Lavori fermi da gennaio. Il cantiere per la realizzazione della rete fognaria a Tre Fontane e Torretta Granitola, frazioni di Campobello di Mazara, ha subito una battuta d’arresto. «Sono emerse delle criticità tra l’appaltatore e la direzione lavori, che hanno comportato anche delle difficoltà nei rapporti con l’Amministrazione Comunale di Campobello di Mazara», spiegano dall’Ufficio del Commissario straordinario per la depurazione.

A Tre Fontane e Torretta Granitola mezzi meccanici e operai dell’impresa appaltatrice – che vede insieme “Consorzio Stabile SQM Società Consortile” (mandataria) e “Idroambiente” (mandante) – sono fermi da mesi. Proprio a Tre Fontane erano iniziati gli scavi sul lungomare est e anche nelle traverse di collegamento con la via Tonnara, ma da alcuni mesi il cantiere si è fermato. Scavi visibili, però, che sarebbero iniziati non proprio al confine del territorio di Campobello di Mazara. In una zona oltre il cantiere, in direzione Triscina, infatti, insistono alcune abitazioni che ricadono sul territorio dove il Comune ha provveduto, altresì, alla nuova toponomastica. A Torretta Granitola, invece, la rete fognaria è stata già completata.

La questione dello stop dei lavori è ora finita all’attenzione del Commissario straordinario per la depurazione che ha attivato la costituzione del Collegio consultivo tecnico; questo organo è previsto dal Decreto Legge Semplificazioni, nei casi in cui emergano controversie e dispute tecniche nel corso dell’esecuzione di contratti. Di questo organo ne fanno parte tre componenti, due individuati da impresa appaltatrice e stazione appaltante, mentre il terzo svolge la funzione di Presidente; per questo ruolo è stato individuato l’avvocato Giovanni Immordino, Presidente dell’Ordine degli avvocati di Palermo. Il Collegio si è insediato lo scorso 10 maggio: «allo stato sta operando al fine di dirimere le criticità insorte con l’obiettivo di poter consentire un rapido riavvio dei lavori, che potrà comunque avvenire solo all’esito delle determinazioni del suddetto Collegio», puntualizzano dall’Ufficio del Commissario straordinario.
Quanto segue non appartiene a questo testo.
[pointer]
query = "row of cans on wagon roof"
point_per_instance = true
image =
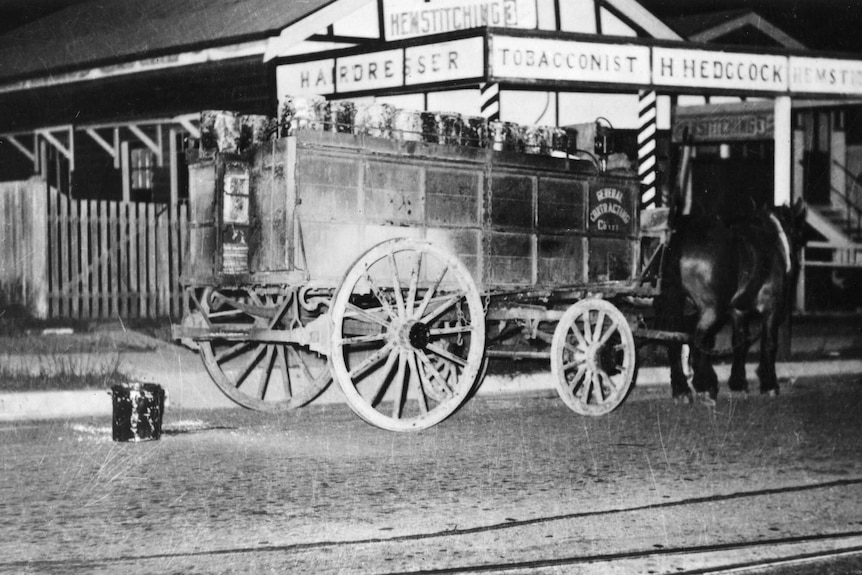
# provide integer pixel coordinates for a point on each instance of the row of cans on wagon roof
(234, 133)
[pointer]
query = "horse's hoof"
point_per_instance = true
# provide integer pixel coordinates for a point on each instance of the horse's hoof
(684, 399)
(706, 399)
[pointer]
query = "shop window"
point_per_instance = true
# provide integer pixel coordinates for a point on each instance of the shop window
(142, 168)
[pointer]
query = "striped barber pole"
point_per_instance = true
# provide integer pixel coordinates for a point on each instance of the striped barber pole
(490, 101)
(646, 147)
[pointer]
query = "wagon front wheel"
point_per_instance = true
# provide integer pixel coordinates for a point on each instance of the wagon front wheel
(260, 375)
(408, 335)
(593, 357)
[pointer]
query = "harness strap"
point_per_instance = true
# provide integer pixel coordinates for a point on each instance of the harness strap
(785, 244)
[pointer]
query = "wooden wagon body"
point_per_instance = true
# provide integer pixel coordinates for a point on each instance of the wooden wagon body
(392, 265)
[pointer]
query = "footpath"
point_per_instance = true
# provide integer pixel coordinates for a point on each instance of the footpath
(821, 348)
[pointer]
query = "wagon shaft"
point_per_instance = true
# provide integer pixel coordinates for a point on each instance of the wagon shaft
(314, 336)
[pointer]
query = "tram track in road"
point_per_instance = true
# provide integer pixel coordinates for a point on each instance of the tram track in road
(800, 546)
(731, 558)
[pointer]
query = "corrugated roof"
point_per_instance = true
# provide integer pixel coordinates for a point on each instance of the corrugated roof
(102, 32)
(693, 24)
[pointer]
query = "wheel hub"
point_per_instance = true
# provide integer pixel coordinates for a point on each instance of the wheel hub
(418, 335)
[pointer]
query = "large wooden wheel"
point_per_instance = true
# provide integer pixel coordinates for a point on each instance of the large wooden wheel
(408, 335)
(593, 357)
(256, 374)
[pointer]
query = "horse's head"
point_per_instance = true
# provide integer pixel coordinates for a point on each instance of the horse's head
(792, 220)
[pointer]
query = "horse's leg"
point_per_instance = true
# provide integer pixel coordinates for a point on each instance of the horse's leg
(678, 382)
(768, 352)
(740, 343)
(705, 381)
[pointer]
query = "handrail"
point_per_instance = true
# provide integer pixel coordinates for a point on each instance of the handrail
(849, 204)
(841, 258)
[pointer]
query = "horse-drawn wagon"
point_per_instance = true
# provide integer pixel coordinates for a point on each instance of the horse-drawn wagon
(398, 266)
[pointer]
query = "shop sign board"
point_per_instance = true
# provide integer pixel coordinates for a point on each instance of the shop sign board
(413, 18)
(525, 58)
(679, 67)
(825, 75)
(386, 69)
(724, 125)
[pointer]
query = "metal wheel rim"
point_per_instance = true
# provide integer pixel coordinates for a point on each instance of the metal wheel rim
(407, 366)
(581, 357)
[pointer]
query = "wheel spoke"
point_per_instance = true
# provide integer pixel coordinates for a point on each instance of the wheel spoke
(606, 379)
(435, 373)
(396, 286)
(380, 296)
(233, 351)
(250, 365)
(266, 372)
(577, 361)
(227, 313)
(430, 293)
(575, 350)
(414, 368)
(447, 355)
(597, 388)
(414, 284)
(454, 330)
(579, 335)
(578, 377)
(386, 371)
(607, 335)
(364, 339)
(303, 366)
(285, 372)
(588, 328)
(370, 362)
(600, 323)
(441, 309)
(399, 386)
(366, 314)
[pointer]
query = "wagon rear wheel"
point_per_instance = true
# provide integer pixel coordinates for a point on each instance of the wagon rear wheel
(408, 335)
(593, 357)
(261, 375)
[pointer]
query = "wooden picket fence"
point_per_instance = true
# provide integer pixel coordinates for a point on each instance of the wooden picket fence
(111, 259)
(23, 246)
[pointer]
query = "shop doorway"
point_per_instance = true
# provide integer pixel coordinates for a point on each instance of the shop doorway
(732, 181)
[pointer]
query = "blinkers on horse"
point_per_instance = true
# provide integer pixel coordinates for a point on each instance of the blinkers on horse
(730, 272)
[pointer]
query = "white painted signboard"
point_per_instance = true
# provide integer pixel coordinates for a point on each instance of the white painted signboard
(680, 67)
(387, 69)
(825, 75)
(404, 19)
(568, 61)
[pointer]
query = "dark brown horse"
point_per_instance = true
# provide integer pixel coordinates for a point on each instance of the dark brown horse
(734, 272)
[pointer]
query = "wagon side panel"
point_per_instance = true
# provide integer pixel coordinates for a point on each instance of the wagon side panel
(202, 222)
(560, 218)
(272, 208)
(612, 230)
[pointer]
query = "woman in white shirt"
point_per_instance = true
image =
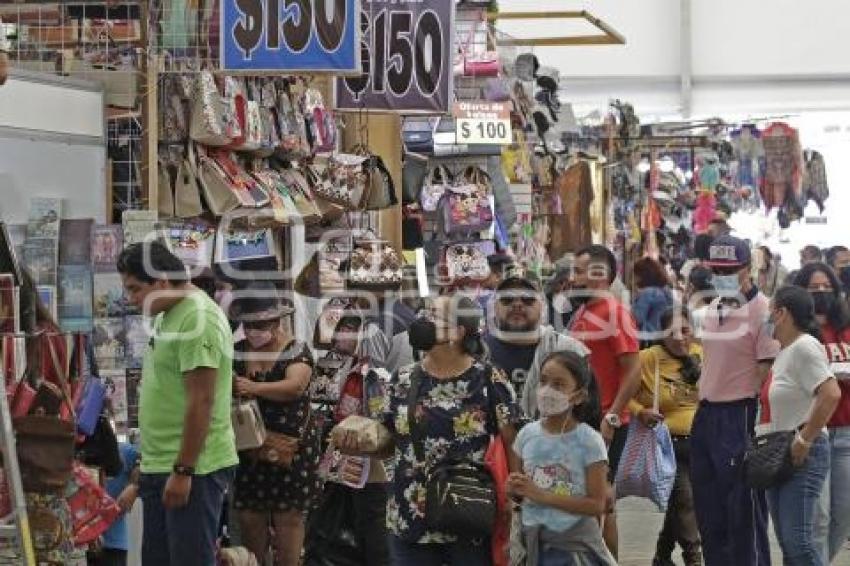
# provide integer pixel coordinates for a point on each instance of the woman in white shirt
(802, 397)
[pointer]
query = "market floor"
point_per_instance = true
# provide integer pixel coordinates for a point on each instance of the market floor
(640, 522)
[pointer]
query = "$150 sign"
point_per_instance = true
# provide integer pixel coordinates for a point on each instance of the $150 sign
(406, 57)
(290, 35)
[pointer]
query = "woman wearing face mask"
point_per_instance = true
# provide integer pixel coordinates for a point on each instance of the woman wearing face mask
(564, 462)
(275, 369)
(802, 396)
(459, 399)
(678, 360)
(832, 317)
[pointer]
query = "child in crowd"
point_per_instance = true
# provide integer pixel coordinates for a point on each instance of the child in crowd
(124, 489)
(563, 486)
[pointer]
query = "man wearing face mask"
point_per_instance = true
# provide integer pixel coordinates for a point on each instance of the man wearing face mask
(608, 330)
(518, 339)
(738, 353)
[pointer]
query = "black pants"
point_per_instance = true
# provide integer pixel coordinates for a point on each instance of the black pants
(680, 522)
(370, 520)
(109, 557)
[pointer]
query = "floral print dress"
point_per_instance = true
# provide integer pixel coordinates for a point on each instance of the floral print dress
(453, 415)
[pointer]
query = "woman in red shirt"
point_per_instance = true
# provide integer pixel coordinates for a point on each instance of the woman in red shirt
(834, 321)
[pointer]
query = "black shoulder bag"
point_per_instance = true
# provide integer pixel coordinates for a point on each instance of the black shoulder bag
(461, 494)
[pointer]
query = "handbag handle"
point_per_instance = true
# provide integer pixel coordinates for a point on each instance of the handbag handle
(62, 375)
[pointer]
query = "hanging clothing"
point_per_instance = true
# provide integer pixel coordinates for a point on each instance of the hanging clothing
(815, 186)
(784, 168)
(572, 230)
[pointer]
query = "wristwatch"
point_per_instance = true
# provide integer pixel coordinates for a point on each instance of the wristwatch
(182, 470)
(613, 419)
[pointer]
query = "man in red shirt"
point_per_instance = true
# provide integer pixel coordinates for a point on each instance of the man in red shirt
(609, 331)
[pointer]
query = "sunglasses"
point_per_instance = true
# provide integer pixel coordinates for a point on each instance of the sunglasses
(527, 300)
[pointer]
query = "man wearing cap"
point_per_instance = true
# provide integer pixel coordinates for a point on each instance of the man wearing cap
(608, 329)
(518, 340)
(187, 442)
(732, 517)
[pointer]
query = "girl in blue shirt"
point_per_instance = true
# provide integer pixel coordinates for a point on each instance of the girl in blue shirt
(563, 487)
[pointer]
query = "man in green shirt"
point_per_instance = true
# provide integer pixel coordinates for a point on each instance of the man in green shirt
(187, 442)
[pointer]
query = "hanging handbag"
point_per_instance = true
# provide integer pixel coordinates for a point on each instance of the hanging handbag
(212, 123)
(46, 443)
(375, 266)
(248, 425)
(466, 209)
(767, 462)
(216, 185)
(348, 175)
(461, 495)
(187, 198)
(467, 261)
(435, 186)
(381, 189)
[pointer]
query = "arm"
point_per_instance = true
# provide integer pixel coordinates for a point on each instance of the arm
(827, 397)
(294, 384)
(593, 504)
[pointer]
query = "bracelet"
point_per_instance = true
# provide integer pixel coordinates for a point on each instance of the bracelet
(799, 438)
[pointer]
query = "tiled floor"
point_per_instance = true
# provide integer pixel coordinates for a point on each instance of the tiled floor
(639, 524)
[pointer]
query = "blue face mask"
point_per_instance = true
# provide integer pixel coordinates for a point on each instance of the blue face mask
(726, 285)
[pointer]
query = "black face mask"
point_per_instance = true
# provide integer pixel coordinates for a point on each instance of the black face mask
(422, 334)
(824, 302)
(844, 274)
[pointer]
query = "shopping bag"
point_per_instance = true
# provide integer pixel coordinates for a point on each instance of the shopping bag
(496, 460)
(648, 465)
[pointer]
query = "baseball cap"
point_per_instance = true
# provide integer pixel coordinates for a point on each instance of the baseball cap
(728, 251)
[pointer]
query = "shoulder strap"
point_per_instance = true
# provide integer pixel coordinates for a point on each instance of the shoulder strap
(412, 397)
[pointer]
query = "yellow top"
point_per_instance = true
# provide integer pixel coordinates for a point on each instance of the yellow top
(678, 400)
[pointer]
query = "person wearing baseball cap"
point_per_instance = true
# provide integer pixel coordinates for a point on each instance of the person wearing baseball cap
(738, 354)
(518, 338)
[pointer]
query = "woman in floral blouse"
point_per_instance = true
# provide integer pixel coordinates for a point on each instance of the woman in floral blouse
(452, 412)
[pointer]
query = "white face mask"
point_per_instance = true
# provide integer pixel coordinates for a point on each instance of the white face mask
(551, 402)
(726, 284)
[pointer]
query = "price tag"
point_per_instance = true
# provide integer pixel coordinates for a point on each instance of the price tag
(483, 123)
(290, 35)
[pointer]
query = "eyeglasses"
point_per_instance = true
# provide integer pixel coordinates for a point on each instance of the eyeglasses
(527, 300)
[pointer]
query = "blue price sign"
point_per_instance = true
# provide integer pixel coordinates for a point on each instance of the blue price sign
(290, 35)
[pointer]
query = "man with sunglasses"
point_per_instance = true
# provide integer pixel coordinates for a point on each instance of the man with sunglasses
(518, 339)
(739, 352)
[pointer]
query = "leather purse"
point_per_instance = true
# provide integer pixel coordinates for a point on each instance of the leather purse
(248, 425)
(210, 123)
(461, 497)
(767, 462)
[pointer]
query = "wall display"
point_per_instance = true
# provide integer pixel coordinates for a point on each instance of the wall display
(407, 49)
(483, 123)
(290, 35)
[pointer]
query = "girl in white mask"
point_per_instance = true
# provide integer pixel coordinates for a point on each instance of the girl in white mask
(563, 486)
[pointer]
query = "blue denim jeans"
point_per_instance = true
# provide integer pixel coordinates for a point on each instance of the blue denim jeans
(185, 536)
(793, 508)
(833, 525)
(461, 553)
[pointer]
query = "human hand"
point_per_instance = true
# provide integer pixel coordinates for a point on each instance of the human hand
(799, 452)
(245, 387)
(650, 418)
(177, 490)
(127, 498)
(345, 441)
(607, 432)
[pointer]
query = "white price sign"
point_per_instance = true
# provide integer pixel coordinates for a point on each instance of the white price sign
(483, 123)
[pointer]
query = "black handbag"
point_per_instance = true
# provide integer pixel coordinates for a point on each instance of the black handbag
(460, 494)
(767, 462)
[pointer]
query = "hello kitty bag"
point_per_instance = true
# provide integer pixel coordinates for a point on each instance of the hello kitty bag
(466, 209)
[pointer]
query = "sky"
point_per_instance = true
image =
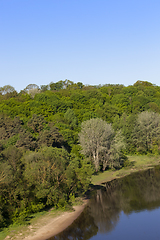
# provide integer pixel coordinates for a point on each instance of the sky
(89, 41)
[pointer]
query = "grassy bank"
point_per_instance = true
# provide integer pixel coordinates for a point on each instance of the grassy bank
(135, 163)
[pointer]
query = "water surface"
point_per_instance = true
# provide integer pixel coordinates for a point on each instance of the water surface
(127, 208)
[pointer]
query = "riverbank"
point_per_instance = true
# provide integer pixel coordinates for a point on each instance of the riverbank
(51, 223)
(44, 225)
(135, 163)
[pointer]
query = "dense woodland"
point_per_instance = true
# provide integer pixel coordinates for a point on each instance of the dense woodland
(54, 137)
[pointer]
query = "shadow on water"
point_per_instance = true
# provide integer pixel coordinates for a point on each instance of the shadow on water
(133, 193)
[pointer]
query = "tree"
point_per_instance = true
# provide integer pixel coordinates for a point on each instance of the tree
(146, 132)
(6, 89)
(98, 141)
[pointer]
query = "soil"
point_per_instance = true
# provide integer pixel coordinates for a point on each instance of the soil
(52, 226)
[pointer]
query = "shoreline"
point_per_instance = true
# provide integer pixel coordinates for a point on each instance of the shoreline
(55, 224)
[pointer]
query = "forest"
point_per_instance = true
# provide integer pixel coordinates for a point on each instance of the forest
(54, 137)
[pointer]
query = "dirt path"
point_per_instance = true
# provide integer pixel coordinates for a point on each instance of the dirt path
(54, 225)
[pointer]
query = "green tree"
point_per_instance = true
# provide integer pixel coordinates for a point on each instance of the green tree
(99, 142)
(146, 132)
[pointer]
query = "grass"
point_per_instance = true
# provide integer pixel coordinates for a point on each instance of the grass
(37, 220)
(136, 163)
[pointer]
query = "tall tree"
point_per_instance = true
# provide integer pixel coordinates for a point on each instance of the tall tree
(147, 131)
(99, 142)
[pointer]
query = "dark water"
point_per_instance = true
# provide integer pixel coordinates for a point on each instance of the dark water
(128, 208)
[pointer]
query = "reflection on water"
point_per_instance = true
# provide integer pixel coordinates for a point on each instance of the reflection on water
(120, 203)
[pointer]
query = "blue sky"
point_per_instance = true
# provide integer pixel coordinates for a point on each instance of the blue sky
(89, 41)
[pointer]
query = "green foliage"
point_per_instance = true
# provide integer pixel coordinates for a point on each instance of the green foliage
(41, 160)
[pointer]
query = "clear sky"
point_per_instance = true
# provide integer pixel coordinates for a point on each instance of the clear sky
(89, 41)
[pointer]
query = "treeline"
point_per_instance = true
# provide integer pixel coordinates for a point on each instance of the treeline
(45, 157)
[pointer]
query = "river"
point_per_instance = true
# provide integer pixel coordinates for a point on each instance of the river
(125, 208)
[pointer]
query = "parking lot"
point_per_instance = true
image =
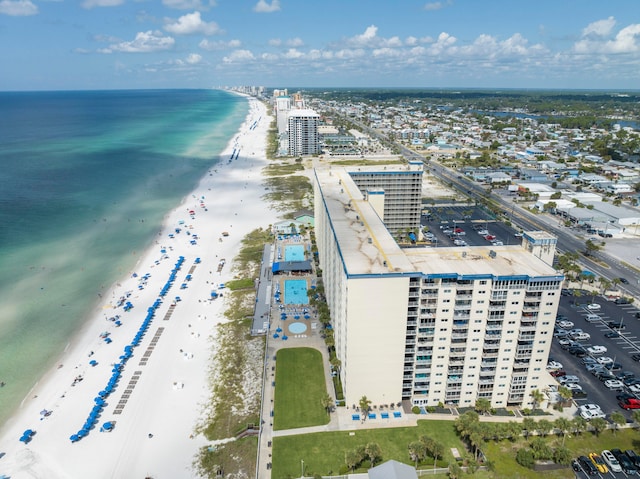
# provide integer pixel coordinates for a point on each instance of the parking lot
(619, 349)
(466, 226)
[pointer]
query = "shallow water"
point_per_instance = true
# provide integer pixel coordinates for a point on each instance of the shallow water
(86, 179)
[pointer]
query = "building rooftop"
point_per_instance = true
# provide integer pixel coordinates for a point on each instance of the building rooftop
(367, 247)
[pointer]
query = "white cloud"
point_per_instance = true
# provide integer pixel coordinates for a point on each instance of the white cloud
(18, 8)
(625, 41)
(264, 7)
(144, 42)
(239, 56)
(219, 45)
(601, 28)
(293, 53)
(89, 4)
(192, 23)
(188, 4)
(431, 6)
(295, 42)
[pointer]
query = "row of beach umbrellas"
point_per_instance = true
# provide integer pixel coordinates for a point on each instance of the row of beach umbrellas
(116, 372)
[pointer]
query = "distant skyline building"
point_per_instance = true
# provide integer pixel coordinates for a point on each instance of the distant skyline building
(428, 325)
(302, 130)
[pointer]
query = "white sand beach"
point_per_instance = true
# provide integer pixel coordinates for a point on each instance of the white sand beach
(163, 386)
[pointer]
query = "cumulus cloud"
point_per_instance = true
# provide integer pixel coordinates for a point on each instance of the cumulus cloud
(601, 28)
(295, 42)
(18, 8)
(188, 4)
(89, 4)
(144, 42)
(264, 7)
(597, 39)
(219, 45)
(431, 6)
(239, 56)
(190, 24)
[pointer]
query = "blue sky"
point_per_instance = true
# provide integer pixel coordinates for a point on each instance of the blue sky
(114, 44)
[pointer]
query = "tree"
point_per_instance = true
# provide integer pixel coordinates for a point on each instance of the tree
(417, 452)
(618, 419)
(528, 426)
(483, 405)
(364, 404)
(536, 398)
(565, 393)
(563, 425)
(598, 424)
(544, 427)
(327, 403)
(579, 424)
(373, 452)
(562, 455)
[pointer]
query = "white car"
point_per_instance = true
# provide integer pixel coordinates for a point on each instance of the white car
(554, 365)
(611, 461)
(568, 379)
(565, 324)
(604, 360)
(596, 350)
(614, 384)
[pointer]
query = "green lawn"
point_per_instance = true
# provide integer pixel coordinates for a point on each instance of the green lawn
(502, 454)
(300, 387)
(324, 453)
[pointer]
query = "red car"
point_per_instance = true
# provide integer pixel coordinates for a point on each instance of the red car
(629, 403)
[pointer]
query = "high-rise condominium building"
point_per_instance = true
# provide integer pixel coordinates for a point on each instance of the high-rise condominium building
(429, 325)
(303, 132)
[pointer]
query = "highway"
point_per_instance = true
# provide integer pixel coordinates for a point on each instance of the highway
(521, 218)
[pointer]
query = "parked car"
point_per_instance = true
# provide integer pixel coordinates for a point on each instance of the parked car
(596, 350)
(616, 325)
(611, 461)
(598, 462)
(625, 463)
(587, 466)
(614, 385)
(629, 403)
(565, 324)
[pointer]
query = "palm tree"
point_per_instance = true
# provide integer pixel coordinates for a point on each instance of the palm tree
(373, 452)
(536, 398)
(327, 403)
(528, 425)
(563, 425)
(364, 404)
(618, 419)
(598, 424)
(483, 405)
(417, 452)
(579, 424)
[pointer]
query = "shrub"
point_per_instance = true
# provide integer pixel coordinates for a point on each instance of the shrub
(525, 458)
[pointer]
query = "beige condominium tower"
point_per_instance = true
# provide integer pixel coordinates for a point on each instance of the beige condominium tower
(428, 325)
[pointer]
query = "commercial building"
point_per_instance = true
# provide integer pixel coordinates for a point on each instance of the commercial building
(429, 325)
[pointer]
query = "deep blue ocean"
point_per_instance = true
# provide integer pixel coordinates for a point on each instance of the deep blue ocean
(85, 181)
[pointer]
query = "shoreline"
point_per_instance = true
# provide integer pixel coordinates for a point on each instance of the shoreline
(167, 374)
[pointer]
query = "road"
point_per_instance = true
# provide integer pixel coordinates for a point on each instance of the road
(606, 265)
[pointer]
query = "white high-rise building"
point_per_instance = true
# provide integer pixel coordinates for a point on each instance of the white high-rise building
(302, 128)
(430, 325)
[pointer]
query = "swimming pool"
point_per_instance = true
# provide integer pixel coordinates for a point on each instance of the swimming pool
(297, 328)
(294, 252)
(295, 291)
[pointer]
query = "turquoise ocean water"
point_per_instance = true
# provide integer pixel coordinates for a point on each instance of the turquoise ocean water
(85, 181)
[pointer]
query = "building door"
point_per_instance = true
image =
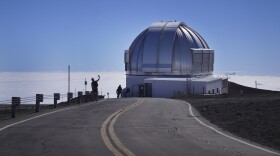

Sul territorio di Campobello di Mazara sono due i grossi interventi che si stanno facendo in base a quanto previsto dalla delibera Cipe 60/2012 e il relativo Accordo Programma Quadro del 30 gennaio 2013. Per un importo di quasi 13 milioni di euro si sta realizzando il sistema di fognatura dinamica per il convogliamento dei reflui all’impianto di depurazione di contrada Campana e per il successivo trattamento. I lavori sono stati avviati a giugno 2020.

Un secondo intervento, invece, per l’importo a base d’asta di 7 milioni di euro, riguarda l’adeguamento dell’attuale depuratore per far fronte all’incremento di carico derivante dal collettamento delle frazioni costiere. Attualmente la Centrale di committenza “Invitalia” ha confermato l’aggiudicazione dei lavori da parte del “Consorzio stabile progettisti costruttori” (con un ribasso del 13%). Ma c’è un ricorso pendente al Cga sull’aggiudicazione, già respinto al Tar.